Authentication between microservices: Amazon API Gateway

Question

I have several microservices(Springboot) which I have hosted on AWS. For example Lets assume Service1 and Service2 are two micro services. Service1 is the microservice which is accessed by frontend and mobile app. Service1 calls Service2. Service2 is completely internal.

I have setup Amazon API Gateway which sits infront of Service1. And I have Authentication(Oauth) configured using cognito.

All this is working. When calling from frontend/app, the request needs to be authenticated with the API Gateway, before reaching Service1.

But my question is If Service1 needs to communicate with Service2, what sort of Authentication would be best suited, considering I am using AWS

1. Can I resuse the token generated by API Gateway. So that Service1 can forward it to Service2 in its request and somehow Service2 verifies this with Gateway. Is it possible? If yes is it a good idea?

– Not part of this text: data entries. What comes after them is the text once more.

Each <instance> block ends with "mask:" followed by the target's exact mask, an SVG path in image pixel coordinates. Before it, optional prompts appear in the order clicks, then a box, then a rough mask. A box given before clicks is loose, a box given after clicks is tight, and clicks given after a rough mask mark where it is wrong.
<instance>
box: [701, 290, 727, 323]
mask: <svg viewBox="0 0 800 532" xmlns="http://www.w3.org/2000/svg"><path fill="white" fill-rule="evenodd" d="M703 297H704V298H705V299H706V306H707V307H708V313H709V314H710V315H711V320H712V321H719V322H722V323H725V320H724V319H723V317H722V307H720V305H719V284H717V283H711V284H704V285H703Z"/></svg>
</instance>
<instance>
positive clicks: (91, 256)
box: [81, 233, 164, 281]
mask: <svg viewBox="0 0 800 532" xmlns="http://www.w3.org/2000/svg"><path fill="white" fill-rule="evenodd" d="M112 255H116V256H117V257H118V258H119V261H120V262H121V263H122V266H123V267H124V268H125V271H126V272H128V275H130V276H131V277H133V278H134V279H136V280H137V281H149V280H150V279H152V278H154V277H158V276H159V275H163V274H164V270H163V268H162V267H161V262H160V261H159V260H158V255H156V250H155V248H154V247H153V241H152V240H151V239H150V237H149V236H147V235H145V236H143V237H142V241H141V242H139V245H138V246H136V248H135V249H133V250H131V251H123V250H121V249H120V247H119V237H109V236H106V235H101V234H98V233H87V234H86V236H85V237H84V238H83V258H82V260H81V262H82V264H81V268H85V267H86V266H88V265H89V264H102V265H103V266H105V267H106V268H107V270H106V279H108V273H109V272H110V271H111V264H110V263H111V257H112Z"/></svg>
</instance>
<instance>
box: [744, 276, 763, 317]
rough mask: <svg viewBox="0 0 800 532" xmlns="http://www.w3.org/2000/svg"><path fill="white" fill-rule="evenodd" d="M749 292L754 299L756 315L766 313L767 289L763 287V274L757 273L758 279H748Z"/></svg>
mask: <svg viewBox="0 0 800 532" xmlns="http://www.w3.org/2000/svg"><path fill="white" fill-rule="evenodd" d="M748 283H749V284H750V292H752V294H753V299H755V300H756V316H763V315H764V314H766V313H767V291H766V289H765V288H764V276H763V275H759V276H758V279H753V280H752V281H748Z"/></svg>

2. In some cases, Service1 communicates with Service2 without the request (cronjob) from frontend/app. In this case the communication doesn't go through API Gateway, hence there will be no token generated. How should I deal with case.

I do not want to introduce Oauth Authentication to authenticate between two internal microservices. I feel its a bit of a overkill. Is there a better approach?

Answer 1

One option that works well is to have 2 levels of API:

• Entry point APIs are exposed to the outside world and secured via OAuth
• Microservices are not secured via OAuth and run in a locked down virtual private cloud that only Entry Point APIs can call

Eg: * Online Sales UI calls Online Sales API * Online Sales API calls Orders and Customers microservices

User context from the OAuth access token can be passed from entry point APIs to microservices - or the token itself can be forwarded

This also performs well and avoids too many calls to Cognito.